MemFlow: Optical Flow Estimation and Prediction with Memory
Qiaole Dong, Yanwei Fu
TL;DR
MemFlow presents a memory-augmented online optical flow framework that reads and updates a history-aware memory to leverage temporal coherence without offline multi-frame requirements. It introduces memory read-out with attention and a resolution-adaptive scaling, enabling strong cross-dataset generalization and real-time performance, while also extending to one-step-ahead flow prediction (MemFlow-P) for video synthesis workflows. The approach achieves state-of-the-art or near-SOTA results with fewer parameters and faster inference compared to heavy multi-frame methods, and demonstrates competitive flow prediction and video prediction without task-specific training. This work offers a practical, memory-driven solution for real-time optical flow and predictive motion modeling in safety-critical applications.
Abstract
Optical flow is a classical task that is important to the vision community.

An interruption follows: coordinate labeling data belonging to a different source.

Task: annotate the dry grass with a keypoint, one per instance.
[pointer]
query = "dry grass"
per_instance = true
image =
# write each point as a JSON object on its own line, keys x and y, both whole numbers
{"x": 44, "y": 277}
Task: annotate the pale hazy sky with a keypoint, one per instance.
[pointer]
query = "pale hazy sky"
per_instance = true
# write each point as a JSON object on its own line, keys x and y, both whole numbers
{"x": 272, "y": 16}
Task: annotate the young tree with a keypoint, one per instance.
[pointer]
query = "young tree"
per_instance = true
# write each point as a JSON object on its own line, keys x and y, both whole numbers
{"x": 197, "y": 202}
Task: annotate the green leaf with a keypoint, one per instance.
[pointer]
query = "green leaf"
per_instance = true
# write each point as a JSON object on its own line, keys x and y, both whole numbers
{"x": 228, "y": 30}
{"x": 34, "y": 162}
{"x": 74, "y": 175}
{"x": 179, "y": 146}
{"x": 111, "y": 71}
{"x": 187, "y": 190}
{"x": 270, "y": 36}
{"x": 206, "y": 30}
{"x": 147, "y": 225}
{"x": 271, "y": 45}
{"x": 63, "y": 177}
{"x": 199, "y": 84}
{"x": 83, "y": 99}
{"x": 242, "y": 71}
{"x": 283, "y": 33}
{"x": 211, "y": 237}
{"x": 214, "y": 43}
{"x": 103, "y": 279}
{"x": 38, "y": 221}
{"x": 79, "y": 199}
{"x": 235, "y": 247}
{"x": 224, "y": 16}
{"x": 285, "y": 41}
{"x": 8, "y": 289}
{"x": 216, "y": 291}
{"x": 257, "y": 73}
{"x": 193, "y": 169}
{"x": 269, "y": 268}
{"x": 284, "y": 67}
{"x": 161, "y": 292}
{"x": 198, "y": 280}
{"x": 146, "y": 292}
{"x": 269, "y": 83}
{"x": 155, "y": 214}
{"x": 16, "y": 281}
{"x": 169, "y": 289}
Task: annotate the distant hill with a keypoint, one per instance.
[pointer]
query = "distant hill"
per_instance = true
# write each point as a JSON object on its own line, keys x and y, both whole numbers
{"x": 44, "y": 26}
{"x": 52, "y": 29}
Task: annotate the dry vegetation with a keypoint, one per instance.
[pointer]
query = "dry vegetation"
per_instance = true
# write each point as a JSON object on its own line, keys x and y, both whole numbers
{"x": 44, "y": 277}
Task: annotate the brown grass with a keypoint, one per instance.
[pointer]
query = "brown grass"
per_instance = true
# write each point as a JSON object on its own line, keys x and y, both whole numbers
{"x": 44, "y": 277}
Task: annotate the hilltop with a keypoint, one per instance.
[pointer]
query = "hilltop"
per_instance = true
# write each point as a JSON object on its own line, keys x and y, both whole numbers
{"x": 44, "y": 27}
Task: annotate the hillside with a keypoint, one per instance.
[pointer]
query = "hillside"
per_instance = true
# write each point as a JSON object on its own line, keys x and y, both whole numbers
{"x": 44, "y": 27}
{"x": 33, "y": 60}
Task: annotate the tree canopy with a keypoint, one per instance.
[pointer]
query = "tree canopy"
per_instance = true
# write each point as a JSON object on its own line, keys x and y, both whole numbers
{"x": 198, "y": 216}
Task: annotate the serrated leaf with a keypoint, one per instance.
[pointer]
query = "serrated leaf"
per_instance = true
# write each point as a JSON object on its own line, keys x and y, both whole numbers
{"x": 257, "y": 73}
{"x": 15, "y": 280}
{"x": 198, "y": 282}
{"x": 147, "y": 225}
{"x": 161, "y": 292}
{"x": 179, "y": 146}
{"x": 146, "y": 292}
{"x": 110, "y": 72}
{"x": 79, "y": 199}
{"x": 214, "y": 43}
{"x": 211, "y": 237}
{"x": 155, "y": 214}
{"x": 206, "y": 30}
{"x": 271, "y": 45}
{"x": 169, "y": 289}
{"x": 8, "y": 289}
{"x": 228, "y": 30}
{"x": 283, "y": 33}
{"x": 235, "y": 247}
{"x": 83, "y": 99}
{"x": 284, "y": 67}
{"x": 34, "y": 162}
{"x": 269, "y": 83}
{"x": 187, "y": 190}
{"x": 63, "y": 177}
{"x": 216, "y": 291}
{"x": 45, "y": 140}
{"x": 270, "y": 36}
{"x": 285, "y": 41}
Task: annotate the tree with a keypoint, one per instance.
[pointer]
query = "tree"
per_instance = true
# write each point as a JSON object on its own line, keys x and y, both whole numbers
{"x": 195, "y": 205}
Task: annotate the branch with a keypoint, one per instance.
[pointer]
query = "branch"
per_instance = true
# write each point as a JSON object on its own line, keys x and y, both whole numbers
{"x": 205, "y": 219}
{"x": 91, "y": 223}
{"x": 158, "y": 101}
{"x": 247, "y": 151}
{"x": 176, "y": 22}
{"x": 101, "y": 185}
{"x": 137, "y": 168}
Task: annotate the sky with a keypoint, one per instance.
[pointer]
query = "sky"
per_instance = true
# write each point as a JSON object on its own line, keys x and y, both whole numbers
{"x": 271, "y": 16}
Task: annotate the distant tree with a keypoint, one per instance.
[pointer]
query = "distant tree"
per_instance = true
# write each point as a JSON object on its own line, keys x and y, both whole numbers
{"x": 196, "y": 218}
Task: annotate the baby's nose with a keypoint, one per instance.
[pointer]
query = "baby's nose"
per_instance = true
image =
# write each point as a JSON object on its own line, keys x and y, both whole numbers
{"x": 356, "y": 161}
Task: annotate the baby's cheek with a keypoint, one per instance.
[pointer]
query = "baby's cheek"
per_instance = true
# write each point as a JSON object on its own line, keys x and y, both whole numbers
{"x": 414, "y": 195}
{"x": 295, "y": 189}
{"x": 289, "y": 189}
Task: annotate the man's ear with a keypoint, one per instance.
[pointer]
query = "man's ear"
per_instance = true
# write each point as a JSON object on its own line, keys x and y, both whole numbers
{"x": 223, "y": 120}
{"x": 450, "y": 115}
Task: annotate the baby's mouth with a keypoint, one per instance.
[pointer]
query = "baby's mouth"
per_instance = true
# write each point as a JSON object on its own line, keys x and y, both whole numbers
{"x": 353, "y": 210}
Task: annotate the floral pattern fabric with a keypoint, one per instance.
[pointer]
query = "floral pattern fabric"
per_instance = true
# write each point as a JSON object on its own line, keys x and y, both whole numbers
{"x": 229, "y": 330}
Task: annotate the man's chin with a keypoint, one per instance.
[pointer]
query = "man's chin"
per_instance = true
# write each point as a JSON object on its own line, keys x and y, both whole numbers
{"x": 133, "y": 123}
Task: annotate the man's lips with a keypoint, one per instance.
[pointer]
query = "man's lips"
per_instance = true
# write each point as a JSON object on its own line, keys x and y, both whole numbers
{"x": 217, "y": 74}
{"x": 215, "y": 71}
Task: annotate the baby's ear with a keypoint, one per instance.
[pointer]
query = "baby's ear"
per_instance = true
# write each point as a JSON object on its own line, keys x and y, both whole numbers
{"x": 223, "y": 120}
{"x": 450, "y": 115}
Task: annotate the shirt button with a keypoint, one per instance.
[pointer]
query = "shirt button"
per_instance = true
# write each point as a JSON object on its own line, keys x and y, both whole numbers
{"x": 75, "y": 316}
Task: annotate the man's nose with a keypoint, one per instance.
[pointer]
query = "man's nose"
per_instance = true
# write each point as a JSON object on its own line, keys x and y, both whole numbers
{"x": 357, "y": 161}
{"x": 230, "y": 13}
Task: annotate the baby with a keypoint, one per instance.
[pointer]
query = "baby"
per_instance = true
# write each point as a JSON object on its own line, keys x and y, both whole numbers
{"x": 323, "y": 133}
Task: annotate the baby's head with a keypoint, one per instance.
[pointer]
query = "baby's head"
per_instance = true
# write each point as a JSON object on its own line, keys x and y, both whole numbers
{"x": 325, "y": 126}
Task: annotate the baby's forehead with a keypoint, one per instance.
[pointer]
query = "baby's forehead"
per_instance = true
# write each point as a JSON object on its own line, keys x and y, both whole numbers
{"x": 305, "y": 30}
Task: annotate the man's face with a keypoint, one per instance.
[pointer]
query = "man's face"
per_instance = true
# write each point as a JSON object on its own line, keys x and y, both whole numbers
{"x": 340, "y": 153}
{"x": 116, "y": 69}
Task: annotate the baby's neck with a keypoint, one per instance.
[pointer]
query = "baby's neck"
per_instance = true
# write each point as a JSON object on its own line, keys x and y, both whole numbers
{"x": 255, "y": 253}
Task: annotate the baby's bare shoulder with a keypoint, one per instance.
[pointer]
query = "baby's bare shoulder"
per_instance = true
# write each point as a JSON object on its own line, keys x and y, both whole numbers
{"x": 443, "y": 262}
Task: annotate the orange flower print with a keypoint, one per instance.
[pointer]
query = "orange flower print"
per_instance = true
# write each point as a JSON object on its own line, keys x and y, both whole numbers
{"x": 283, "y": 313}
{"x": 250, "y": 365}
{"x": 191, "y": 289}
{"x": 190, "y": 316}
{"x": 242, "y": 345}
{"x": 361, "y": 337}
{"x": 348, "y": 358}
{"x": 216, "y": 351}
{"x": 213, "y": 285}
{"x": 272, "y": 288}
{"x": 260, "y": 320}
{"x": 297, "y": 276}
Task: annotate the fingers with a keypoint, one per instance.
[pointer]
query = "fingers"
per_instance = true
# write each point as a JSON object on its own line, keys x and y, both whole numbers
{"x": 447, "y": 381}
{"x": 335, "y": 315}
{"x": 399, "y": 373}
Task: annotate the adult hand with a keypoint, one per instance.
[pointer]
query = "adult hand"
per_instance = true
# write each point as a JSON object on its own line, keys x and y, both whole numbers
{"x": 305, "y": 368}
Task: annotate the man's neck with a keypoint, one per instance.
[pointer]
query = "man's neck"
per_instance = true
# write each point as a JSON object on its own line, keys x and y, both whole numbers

Classical optical flow estimation uses two frames as input, whilst some recent methods consider multiple frames to explicitly model long-range information. The former ones limit their ability to fully leverage temporal coherence along the video sequence; and the latter ones incur heavy computational overhead, typically not possible for real-time flow estimation. Some multi-frame-based approaches even necessitate unseen future frames for current estimation, compromising real-time applicability in safety-critical scenarios. To this end, we present MemFlow, a real-time method for optical flow estimation and prediction with memory. Our method enables memory read-out and update modules for aggregating historical motion information in real-time. Furthermore, we integrate resolution-adaptive re-scaling to accommodate diverse video resolutions. Besides, our approach seamlessly extends to the future prediction of optical flow based on past observations. Leveraging effective historical motion aggregation, our method outperforms VideoFlow with fewer parameters and faster inference speed on Sintel and KITTI-15 datasets in terms of generalization performance. At the time of submission, MemFlow also leads in performance on the 1080p Spring dataset. Codes and models will be available at: https://dqiaole.github.io/MemFlow/.